Then in an ambitious and engrossing long poem “An Invisible Fury”, the poet takes the yet-to-be-discovered 100+km of cave systems under northern England, and imagines the future. First comes ‘THE ACTION:’ in which stone bridges are blown apart ‘by a recipe from Asda’; and though no-one dies, there is ‘super-sizing terror’. And ‘In the National Park, there’s been no cool summers/ since 1996. We don’t remember/ or cancel this’. Then comes ‘THE ACTOR: Rachel is rid of male Sieg Heils and their New Balance trainers, / her new home a cave and her mortgage, the climate.’ After this ‘Rachel’ in ‘her own changing, she/they, sees the oil barons grow/ eight pairs of buttocks and shit black shit/ copiously out from each, upon our earth’.

In the last section of this long poem ‘THERE’S NO POSTSCRIPT TO APOCALYPSE:’

Renewing the rage in 2032, she/they earns the title
of an ‘Invisible Fury’, as elusive
as swifts that no-one sees coming or know still exist.

And in this way ‘the young fight the old, winning lawsuits’ – but no ‘Reparation swag’ will ‘hold bloated rivers long’. The poem’s final stanza is worth quoting in full, as it contains the collection title, and all the poet’s rage, disbelief, and incredulity.

A panto cow at Youlgrave Hall, Carbon face and Methane arse,
moos, ‘Show us the science!’ They, now full-on basso profundo
bellow, ‘Behind you, it’s behind you! Close the spigot off, now! 

The collection’s final section is “Americanicity”, in which the poems rip ferociously into the world of the super-rich and the madness which they normalise. “SpongeBob Lollipops All Over America” is about school shooters. And in “The Ts & Cs of Private Space Travel” the numbered points include:

3. You can sit strapped in your seat for up to 90
minutes, if there’s a launch delay, without access to
a lavatory; you are relaxed with 5 other people, with
the hatch closed…

We know the kind of venture he’s talking about. Meanwhile, and on the contrary, in “Ghosts of San Francisco” – ‘two guys shuffle by/ at the lights fidgety discuss the virtues/ of Whole Foods versus Walmart foil./ ‘Walmart rips, man, after one hit’.

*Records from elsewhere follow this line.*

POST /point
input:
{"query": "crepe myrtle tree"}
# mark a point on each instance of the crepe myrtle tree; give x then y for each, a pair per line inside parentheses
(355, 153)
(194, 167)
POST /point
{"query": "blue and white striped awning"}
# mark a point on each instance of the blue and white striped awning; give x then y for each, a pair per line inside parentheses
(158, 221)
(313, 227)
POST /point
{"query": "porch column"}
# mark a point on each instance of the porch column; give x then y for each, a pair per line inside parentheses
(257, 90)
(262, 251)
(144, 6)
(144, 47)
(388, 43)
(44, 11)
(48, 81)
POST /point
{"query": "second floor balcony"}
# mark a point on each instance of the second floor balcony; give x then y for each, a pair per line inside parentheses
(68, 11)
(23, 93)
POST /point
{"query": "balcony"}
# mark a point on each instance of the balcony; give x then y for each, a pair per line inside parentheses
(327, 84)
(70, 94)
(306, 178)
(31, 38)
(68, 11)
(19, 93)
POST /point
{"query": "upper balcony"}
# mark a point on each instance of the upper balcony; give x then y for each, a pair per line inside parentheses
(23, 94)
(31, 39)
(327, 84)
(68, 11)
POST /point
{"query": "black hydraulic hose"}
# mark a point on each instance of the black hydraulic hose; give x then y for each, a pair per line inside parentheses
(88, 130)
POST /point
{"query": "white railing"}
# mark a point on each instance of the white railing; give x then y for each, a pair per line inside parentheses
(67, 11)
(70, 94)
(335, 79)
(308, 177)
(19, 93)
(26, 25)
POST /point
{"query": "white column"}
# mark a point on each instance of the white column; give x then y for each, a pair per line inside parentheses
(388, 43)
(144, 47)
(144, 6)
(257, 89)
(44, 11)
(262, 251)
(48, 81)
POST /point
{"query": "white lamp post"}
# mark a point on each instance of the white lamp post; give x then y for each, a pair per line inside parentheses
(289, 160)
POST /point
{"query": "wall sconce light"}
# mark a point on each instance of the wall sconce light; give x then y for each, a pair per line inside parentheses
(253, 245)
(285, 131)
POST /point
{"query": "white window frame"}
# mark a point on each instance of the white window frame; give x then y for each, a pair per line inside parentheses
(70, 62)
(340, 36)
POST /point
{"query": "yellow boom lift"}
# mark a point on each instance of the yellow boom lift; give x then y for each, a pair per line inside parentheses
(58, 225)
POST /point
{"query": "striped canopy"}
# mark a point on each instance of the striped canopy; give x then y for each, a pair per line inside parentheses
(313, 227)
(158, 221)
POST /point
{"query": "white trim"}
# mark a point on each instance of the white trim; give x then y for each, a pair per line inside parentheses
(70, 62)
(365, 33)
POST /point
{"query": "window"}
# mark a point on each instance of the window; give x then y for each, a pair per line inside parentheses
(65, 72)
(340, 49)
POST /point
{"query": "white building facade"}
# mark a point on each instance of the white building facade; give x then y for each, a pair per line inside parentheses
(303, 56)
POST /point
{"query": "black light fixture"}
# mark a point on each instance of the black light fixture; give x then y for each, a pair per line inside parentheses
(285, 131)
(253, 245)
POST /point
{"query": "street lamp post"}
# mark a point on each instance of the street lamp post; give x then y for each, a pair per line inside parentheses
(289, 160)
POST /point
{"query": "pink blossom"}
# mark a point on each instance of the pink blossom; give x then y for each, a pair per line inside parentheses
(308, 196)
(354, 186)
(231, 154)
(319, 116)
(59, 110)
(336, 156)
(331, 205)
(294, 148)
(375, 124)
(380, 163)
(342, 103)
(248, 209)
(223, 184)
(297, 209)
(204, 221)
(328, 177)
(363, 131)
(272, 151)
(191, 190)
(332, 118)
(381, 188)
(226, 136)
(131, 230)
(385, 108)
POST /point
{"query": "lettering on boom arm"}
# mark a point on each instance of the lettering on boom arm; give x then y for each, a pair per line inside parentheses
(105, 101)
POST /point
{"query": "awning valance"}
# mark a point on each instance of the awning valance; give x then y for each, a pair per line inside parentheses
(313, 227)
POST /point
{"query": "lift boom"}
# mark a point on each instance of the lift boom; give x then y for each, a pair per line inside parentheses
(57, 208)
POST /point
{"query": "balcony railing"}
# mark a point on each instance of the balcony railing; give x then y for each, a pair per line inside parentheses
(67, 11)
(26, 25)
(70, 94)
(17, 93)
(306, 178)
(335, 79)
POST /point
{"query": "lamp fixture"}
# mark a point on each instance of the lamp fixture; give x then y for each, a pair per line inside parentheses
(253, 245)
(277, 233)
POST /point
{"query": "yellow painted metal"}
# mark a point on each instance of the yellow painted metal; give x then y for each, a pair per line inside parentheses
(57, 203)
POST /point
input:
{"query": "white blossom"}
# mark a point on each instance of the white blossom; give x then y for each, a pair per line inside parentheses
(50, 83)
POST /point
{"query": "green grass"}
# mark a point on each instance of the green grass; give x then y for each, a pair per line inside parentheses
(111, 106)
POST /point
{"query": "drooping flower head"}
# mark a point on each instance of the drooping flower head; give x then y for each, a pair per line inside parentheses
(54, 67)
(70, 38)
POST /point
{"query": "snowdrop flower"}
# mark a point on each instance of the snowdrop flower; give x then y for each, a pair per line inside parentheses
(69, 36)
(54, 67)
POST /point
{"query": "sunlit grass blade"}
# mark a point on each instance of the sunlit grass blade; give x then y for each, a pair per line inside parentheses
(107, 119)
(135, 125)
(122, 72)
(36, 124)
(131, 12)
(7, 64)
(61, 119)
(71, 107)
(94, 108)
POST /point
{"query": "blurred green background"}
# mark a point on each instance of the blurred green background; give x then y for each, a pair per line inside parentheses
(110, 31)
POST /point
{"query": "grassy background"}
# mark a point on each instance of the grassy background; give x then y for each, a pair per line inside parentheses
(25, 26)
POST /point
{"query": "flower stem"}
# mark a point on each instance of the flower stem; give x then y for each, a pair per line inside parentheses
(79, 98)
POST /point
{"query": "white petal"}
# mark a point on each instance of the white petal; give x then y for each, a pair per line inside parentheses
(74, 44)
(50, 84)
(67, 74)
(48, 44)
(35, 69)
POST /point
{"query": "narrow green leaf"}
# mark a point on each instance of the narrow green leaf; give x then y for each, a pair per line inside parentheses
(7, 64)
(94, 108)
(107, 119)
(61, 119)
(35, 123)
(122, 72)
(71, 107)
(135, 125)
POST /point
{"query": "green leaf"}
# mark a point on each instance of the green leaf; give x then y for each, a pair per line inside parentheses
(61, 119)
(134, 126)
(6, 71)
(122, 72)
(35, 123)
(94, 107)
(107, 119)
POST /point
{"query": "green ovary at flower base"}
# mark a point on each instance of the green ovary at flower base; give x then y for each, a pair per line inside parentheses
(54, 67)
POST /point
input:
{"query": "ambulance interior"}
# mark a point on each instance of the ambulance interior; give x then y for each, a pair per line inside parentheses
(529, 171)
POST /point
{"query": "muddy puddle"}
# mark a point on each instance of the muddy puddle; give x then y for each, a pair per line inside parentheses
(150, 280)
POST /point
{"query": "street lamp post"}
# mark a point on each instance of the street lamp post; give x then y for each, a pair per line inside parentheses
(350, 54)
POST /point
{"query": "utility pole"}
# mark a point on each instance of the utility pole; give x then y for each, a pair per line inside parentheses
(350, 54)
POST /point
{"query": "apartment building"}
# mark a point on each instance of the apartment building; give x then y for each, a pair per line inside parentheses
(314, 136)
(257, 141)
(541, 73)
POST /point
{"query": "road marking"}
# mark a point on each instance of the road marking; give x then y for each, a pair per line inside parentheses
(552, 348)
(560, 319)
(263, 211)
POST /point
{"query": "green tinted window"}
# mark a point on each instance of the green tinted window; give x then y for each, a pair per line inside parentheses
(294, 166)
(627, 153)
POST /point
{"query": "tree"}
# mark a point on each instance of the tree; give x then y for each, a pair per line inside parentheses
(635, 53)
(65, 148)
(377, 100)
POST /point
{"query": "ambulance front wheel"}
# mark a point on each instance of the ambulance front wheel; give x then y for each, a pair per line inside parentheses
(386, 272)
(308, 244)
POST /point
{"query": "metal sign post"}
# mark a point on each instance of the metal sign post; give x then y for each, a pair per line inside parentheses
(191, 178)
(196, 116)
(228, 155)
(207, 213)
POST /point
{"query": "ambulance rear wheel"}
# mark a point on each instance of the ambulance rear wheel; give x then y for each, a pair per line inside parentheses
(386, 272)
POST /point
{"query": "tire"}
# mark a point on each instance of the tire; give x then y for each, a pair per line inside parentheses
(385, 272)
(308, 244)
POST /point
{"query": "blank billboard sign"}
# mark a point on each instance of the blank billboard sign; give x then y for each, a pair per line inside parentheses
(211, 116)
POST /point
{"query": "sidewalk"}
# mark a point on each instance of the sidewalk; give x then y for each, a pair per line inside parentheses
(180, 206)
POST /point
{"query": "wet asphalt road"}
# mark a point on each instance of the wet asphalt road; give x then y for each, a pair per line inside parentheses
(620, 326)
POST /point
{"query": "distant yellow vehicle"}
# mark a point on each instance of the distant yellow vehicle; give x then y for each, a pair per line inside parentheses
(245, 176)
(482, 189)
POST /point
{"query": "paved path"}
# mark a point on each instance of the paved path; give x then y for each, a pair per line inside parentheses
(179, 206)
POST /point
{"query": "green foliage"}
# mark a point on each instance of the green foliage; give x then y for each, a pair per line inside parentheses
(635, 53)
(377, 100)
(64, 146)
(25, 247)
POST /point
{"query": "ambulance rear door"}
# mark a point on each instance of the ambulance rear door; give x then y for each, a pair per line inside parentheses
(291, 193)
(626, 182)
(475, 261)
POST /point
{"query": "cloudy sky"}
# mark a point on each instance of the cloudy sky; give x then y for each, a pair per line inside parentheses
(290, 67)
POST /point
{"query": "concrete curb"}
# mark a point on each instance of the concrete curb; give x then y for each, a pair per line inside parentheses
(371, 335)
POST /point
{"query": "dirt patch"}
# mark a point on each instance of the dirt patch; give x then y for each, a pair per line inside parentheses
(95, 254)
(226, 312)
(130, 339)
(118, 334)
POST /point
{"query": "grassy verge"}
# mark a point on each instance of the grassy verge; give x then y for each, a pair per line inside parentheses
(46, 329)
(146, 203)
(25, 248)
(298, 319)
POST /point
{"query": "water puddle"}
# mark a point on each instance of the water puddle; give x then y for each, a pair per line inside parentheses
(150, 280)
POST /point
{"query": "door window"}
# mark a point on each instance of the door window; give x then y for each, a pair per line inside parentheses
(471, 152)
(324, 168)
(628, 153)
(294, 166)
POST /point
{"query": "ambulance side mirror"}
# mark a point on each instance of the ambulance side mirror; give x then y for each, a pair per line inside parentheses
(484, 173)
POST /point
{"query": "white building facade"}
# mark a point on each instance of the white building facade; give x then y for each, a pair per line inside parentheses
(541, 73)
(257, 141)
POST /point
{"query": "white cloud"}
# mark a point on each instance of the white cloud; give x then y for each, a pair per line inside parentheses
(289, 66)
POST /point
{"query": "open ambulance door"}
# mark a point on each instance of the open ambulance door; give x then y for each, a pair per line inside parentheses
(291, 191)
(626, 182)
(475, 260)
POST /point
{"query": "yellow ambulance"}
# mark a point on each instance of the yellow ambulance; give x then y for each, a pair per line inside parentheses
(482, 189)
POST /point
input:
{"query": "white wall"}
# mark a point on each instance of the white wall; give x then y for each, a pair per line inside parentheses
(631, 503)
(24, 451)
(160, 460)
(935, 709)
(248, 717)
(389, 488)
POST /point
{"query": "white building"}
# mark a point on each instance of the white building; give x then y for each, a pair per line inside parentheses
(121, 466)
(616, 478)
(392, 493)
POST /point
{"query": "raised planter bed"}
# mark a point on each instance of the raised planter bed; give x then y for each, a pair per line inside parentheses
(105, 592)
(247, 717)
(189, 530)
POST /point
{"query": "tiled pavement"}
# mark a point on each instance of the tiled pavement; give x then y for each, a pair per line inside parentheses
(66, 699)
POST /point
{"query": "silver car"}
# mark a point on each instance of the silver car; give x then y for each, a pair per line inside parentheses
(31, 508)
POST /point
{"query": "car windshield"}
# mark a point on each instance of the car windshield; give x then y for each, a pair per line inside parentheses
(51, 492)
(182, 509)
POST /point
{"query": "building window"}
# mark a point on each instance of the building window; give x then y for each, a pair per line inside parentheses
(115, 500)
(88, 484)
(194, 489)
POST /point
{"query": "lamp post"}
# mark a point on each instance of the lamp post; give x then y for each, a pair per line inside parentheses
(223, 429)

Near the end of the collection is the beautiful poem “A Heat Mirage in the Navajo Desert”. Given all that’s going on in the US at the moment, this poem about the Nádleehi, born male but who function in the role of a woman – or born female but function as a man – strikes a sweet note against intolerance: ‘Nádleehi live their uncertainty/ happy uncaring/ of a single descriptor their gaze/ knowing change is/ always here.’

A Full-On Basso Profundo is a deeply-felt collection for right now. Ken Evans challenges, with craft and musicality, the state we’re in. A necessary book.